Newby’s poet’s face was preoccupied.

“I understand everyone here except Alice Tierney, who’s local, lives in New York City. You’re all free to go home.”

“Meaning you haven’t got a damned thing on us,” Marcia Kemp said, tossing her red head like a flamenco dancer. “Or you’d never let us out of your state.”

“Correction. What it means, Miss Kemp,” the chief said, “is that we haven’t enough evidence against any individual to bring before a grand jury at the present time. But I want to emphasize: this is an open case, under active investigation, and you three ladies are the hot suspects. Do any of you have plans to leave New York State in the immediate future?” They said they did not. “That’s fine. If that situation should change, however, get in touch first with Inspector Queen at his office in Centre Street. The Inspector’s agreed to act as liaison man for us up here.”

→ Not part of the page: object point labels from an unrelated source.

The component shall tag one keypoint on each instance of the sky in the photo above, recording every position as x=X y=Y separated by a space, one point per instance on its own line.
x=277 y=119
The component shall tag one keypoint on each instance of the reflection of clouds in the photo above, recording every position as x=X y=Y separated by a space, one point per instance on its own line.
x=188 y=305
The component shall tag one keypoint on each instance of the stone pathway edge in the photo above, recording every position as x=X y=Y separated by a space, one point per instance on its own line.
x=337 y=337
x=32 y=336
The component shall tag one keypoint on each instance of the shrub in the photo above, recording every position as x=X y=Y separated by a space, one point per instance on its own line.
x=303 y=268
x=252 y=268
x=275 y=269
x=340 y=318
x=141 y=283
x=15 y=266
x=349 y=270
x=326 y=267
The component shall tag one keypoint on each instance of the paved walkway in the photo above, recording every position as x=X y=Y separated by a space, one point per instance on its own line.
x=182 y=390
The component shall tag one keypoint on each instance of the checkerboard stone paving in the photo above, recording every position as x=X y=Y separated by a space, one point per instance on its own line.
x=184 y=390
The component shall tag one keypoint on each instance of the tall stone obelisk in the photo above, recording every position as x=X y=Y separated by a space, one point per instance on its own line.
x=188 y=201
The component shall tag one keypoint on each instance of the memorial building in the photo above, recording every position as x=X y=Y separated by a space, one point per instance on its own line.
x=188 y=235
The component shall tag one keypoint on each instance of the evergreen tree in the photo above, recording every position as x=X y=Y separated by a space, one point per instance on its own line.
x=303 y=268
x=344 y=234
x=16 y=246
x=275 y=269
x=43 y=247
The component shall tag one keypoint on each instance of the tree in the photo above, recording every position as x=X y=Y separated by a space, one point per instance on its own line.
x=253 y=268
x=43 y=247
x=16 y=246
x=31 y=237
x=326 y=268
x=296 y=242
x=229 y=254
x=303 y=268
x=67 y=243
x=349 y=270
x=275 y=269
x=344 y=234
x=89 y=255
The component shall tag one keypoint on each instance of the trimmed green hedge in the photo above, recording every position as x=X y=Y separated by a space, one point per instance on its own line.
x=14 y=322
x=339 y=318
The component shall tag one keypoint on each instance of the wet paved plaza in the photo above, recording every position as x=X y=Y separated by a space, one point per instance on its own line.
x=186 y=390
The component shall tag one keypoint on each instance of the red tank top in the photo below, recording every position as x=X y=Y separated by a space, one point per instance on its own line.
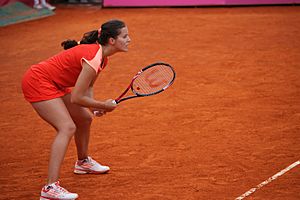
x=64 y=68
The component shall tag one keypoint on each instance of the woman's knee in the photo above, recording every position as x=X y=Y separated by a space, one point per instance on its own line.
x=68 y=129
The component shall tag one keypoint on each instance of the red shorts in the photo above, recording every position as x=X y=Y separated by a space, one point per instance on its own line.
x=37 y=87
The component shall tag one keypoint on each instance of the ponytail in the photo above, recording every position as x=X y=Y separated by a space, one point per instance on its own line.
x=69 y=44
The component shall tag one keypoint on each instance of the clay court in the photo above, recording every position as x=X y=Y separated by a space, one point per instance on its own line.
x=230 y=121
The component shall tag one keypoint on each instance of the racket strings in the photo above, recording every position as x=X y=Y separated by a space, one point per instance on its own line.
x=153 y=79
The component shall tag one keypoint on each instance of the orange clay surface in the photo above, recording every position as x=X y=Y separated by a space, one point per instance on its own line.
x=230 y=121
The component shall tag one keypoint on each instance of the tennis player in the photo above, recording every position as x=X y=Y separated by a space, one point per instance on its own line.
x=47 y=86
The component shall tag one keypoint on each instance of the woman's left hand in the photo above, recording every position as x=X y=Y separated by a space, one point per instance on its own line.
x=98 y=113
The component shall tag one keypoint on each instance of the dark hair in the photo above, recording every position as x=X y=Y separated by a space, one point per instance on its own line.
x=110 y=29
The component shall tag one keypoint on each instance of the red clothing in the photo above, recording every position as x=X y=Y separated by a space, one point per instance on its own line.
x=53 y=78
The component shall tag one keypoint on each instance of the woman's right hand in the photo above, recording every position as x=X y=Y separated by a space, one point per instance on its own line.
x=110 y=105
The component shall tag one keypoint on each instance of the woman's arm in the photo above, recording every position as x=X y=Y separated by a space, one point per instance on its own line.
x=82 y=93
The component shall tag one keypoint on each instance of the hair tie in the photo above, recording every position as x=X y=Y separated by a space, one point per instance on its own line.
x=99 y=32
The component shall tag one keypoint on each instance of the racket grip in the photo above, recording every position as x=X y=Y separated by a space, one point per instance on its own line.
x=96 y=112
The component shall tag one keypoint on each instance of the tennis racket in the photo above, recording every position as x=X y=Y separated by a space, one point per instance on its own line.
x=150 y=80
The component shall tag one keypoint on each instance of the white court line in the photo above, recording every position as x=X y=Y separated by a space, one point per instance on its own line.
x=269 y=180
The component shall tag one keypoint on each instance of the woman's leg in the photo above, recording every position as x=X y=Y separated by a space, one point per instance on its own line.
x=55 y=113
x=83 y=120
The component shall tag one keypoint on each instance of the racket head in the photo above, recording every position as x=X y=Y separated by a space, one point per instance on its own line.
x=153 y=79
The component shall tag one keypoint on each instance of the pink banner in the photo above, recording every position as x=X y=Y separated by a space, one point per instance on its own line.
x=144 y=3
x=109 y=3
x=249 y=2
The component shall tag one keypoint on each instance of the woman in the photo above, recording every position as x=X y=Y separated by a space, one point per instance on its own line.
x=47 y=87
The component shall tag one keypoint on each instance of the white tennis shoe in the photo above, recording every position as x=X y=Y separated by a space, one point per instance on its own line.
x=89 y=166
x=56 y=192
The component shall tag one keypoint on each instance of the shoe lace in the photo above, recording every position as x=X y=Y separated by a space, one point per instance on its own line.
x=89 y=160
x=60 y=189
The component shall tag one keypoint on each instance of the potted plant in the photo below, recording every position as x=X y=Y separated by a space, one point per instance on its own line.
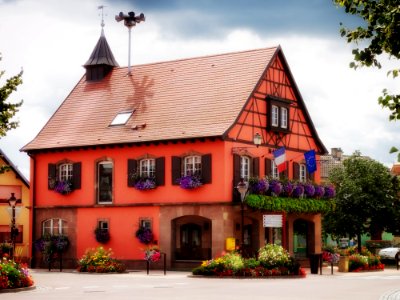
x=63 y=187
x=102 y=235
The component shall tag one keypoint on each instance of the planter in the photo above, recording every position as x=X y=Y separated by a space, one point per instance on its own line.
x=343 y=264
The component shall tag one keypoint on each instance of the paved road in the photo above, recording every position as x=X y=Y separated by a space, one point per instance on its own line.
x=383 y=285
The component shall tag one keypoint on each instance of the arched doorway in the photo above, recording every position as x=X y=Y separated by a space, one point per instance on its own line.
x=191 y=238
x=300 y=238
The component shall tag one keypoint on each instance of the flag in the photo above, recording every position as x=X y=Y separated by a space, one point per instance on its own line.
x=280 y=159
x=311 y=162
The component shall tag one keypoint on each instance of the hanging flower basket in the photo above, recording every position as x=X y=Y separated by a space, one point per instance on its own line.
x=102 y=235
x=145 y=235
x=144 y=184
x=190 y=182
x=63 y=187
x=152 y=254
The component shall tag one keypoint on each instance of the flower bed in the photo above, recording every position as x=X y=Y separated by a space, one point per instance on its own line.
x=100 y=261
x=14 y=275
x=272 y=261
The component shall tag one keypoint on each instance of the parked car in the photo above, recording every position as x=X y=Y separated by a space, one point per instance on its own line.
x=388 y=253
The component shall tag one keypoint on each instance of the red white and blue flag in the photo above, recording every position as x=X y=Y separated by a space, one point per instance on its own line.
x=280 y=159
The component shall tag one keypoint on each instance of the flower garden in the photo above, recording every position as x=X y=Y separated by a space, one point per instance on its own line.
x=14 y=275
x=100 y=260
x=272 y=261
x=364 y=261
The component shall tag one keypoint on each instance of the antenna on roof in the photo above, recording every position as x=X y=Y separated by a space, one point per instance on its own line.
x=129 y=21
x=102 y=18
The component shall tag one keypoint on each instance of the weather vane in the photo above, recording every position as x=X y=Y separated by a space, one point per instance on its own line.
x=130 y=21
x=102 y=17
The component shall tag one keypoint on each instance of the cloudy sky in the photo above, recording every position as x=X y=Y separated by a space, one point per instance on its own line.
x=51 y=40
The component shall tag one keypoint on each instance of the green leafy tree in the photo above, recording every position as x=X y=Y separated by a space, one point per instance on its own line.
x=379 y=35
x=7 y=108
x=366 y=199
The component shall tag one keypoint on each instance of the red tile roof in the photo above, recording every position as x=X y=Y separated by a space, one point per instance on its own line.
x=187 y=98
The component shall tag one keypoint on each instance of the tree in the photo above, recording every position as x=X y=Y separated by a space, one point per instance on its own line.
x=379 y=35
x=8 y=109
x=366 y=199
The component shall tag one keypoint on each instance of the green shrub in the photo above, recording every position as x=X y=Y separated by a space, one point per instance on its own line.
x=251 y=263
x=14 y=275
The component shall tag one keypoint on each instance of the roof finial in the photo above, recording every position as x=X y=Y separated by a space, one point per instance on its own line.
x=102 y=18
x=130 y=21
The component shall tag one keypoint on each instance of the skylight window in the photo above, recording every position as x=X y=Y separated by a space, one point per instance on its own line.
x=121 y=118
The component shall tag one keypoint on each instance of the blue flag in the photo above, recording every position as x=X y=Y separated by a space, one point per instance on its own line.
x=311 y=162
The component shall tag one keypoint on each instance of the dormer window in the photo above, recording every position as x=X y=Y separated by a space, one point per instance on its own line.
x=121 y=118
x=278 y=114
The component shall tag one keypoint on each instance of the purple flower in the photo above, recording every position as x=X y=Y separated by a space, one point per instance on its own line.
x=259 y=186
x=275 y=187
x=298 y=191
x=189 y=182
x=319 y=191
x=145 y=235
x=288 y=188
x=145 y=184
x=63 y=187
x=309 y=190
x=329 y=191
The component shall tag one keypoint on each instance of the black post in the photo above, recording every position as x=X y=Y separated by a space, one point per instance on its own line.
x=165 y=263
x=242 y=229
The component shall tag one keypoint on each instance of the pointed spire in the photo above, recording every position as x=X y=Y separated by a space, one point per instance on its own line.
x=102 y=60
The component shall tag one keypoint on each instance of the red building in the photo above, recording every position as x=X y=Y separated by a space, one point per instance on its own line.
x=164 y=121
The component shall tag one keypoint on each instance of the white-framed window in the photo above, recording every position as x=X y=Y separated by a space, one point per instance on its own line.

“How cosy,” Audrey Weston sniffed.

“We cops stick together — sometimes,” Newby said. “Well, ladies and gentlemen, that’s it for now. This house, as the scene of a homicide, is going to be under seal, so I’d appreciate it if you left as soon as possible.”

On the plane out of Boston the Inspector said, “Why so close-mouthed, Ellery?”

“I can’t decide whether to admire the cleverness or marvel at the stupidity.”

“Of whom? What are you talking about?”

“Of whoever left those three things in Johnny’s bedroom along with his body. Each one points to a different ex-Mrs. Benedict.”

“We’ve been all through that. It’s a cinch somebody planted them.”

“It certainly looks that way.”

“The thing is, though — what would the point be of framing three different women for the murder? And aside from that. A frameup has to make sense on the face of it — it has to look legitimate if it’s to fool the cops. What investigating officer in his right mind would believe that three women visited that bedroom, presumably at different times, and each one dropped an article of her clothing on the scene, presumably in her excitement or by accident, and so implicated herself? Anyone who’d expect a ‘frameup’ like that to work would have to be AWOL from the cuckoo house.”